Тьма откликнулась на обращение язвительно посмеивающимися шепотками и заструилась с противным шелестом, обвив ее руку мокрым чернильным выростом. Как будто куском шёлковой тряпки обмотали.
— Ты нужна мне…
Во мраке проявились пунктиром серебрящиеся контуры лица. И лицо это, без сомнения, принадлежало Незримому. Только вот, по логике вещей, он не должен был смотреть так плотоядно. Его глаза всегда выглядели как глаза незрячего, затянутые мутной пеленой. А теперь вдруг две черничины на фоне желтоватых белков.
Выбив остатки храбрости, молотом на Пелагею обрушилась страшная догадка: дух Мерды был изгнан неправильно. Вместо того чтобы исчезнуть, он вселился в Эремиора. И теперь этот дух вздумал покуситься на ее персону.
В плотном, словно начиненном взрывчаткой воздухе вслед за лицом соткалась фигура. Ее очертания мерцали и подрагивали, как звёзды в ясную ветреную ночь.
— Дай мне частицу себя, — подавшись вперед, алчно заявил Эремиор. Влажная плеть сжала запястье до режущей боли. — Хочу свой прежний блистательный образ. Теора не видит меня в этом жалком подобии человеческого тела.
Его одежды скользили с отвратительным змеиным шорохом. Голос пересыпался песками пустынь.

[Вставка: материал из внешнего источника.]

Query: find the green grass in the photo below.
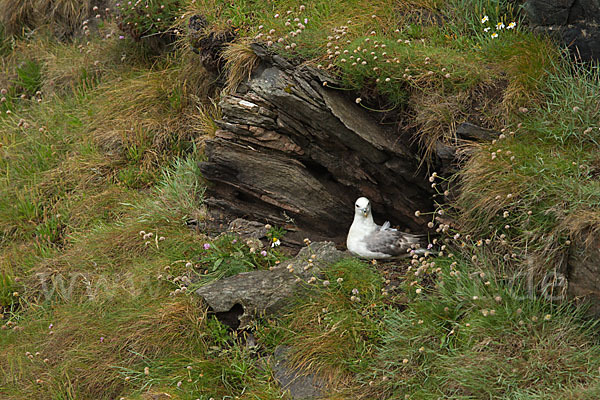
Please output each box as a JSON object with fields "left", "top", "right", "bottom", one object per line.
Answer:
{"left": 1, "top": 0, "right": 600, "bottom": 399}
{"left": 359, "top": 256, "right": 600, "bottom": 399}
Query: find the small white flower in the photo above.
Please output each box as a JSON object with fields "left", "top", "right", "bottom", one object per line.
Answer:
{"left": 481, "top": 15, "right": 489, "bottom": 24}
{"left": 496, "top": 22, "right": 505, "bottom": 30}
{"left": 491, "top": 32, "right": 498, "bottom": 39}
{"left": 507, "top": 22, "right": 516, "bottom": 29}
{"left": 484, "top": 27, "right": 491, "bottom": 32}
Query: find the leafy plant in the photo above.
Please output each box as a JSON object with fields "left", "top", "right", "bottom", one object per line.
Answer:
{"left": 14, "top": 59, "right": 42, "bottom": 94}
{"left": 197, "top": 234, "right": 281, "bottom": 280}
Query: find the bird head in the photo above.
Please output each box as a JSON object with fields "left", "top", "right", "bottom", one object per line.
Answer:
{"left": 354, "top": 197, "right": 371, "bottom": 218}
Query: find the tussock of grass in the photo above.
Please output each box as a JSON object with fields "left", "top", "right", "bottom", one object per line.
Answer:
{"left": 222, "top": 41, "right": 259, "bottom": 93}
{"left": 0, "top": 0, "right": 92, "bottom": 37}
{"left": 89, "top": 65, "right": 197, "bottom": 169}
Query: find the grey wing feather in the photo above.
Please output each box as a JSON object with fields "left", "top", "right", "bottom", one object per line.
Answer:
{"left": 365, "top": 229, "right": 424, "bottom": 257}
{"left": 380, "top": 221, "right": 396, "bottom": 231}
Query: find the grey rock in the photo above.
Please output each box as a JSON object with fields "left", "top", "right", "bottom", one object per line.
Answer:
{"left": 194, "top": 242, "right": 345, "bottom": 329}
{"left": 456, "top": 122, "right": 500, "bottom": 142}
{"left": 524, "top": 0, "right": 576, "bottom": 25}
{"left": 567, "top": 233, "right": 600, "bottom": 316}
{"left": 272, "top": 346, "right": 326, "bottom": 399}
{"left": 228, "top": 218, "right": 269, "bottom": 239}
{"left": 524, "top": 0, "right": 600, "bottom": 61}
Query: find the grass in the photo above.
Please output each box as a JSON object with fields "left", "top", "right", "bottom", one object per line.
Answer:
{"left": 1, "top": 0, "right": 600, "bottom": 399}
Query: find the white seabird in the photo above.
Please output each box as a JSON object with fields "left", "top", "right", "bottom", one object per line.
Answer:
{"left": 347, "top": 197, "right": 425, "bottom": 259}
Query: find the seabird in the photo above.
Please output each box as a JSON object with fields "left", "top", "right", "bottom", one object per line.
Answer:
{"left": 347, "top": 197, "right": 425, "bottom": 259}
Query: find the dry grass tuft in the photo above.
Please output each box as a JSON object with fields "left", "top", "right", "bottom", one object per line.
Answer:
{"left": 0, "top": 0, "right": 36, "bottom": 36}
{"left": 90, "top": 66, "right": 193, "bottom": 166}
{"left": 222, "top": 41, "right": 259, "bottom": 93}
{"left": 41, "top": 36, "right": 115, "bottom": 94}
{"left": 410, "top": 80, "right": 505, "bottom": 166}
{"left": 36, "top": 0, "right": 91, "bottom": 37}
{"left": 410, "top": 89, "right": 468, "bottom": 164}
{"left": 190, "top": 97, "right": 221, "bottom": 138}
{"left": 0, "top": 0, "right": 91, "bottom": 37}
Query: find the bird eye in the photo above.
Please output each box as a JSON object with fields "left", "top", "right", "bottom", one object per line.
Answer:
{"left": 355, "top": 204, "right": 359, "bottom": 207}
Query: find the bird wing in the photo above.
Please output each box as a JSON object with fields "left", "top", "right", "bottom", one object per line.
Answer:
{"left": 380, "top": 221, "right": 397, "bottom": 231}
{"left": 364, "top": 228, "right": 424, "bottom": 257}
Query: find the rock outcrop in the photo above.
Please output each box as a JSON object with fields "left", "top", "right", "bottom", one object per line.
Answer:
{"left": 524, "top": 0, "right": 600, "bottom": 62}
{"left": 199, "top": 44, "right": 435, "bottom": 242}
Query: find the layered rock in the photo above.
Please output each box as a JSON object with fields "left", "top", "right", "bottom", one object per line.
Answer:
{"left": 199, "top": 44, "right": 434, "bottom": 242}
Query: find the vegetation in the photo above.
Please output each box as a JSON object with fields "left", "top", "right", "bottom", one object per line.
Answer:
{"left": 1, "top": 0, "right": 600, "bottom": 399}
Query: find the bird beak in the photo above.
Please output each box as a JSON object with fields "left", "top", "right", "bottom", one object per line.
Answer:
{"left": 361, "top": 208, "right": 369, "bottom": 217}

Пелагея оторвала плеть свободной рукой и отскочила к камину. Уповать на здравомыслие, когда его кот наплакал, — верная гибель.
— Это может быть опасно! Помнишь, что случилось в прошлый раз?
— Дай мне свою энергию, — настаивал Эремиор. — Я знаю, что получу образ и не обращусь в земное существо. А даже если стану человеком… Всё равно камень на кольце Теоры не загорелся. Возможно, мы навсегда застрянем в средних мирах. Я не хочу ждать.
Предвестие катастрофы грянуло в голове пожарным колоколом, и Пелагея, не успев влезть в тапки, в одной ночной сорочке подхватилась бежать.
57. Дорогу весне!
Грохот при отступлении можно было сравнить с канонадой. Падали скамейки, опрокидывались стулья. С похоронным звоном окончил земное поприще прабабушкин чайный сервиз. И дело не в том, что Пелагея была неуклюжей. Основам гибкости (дабы не сшибать на своем пути всё подряд) следовало поучиться кое-кому другому.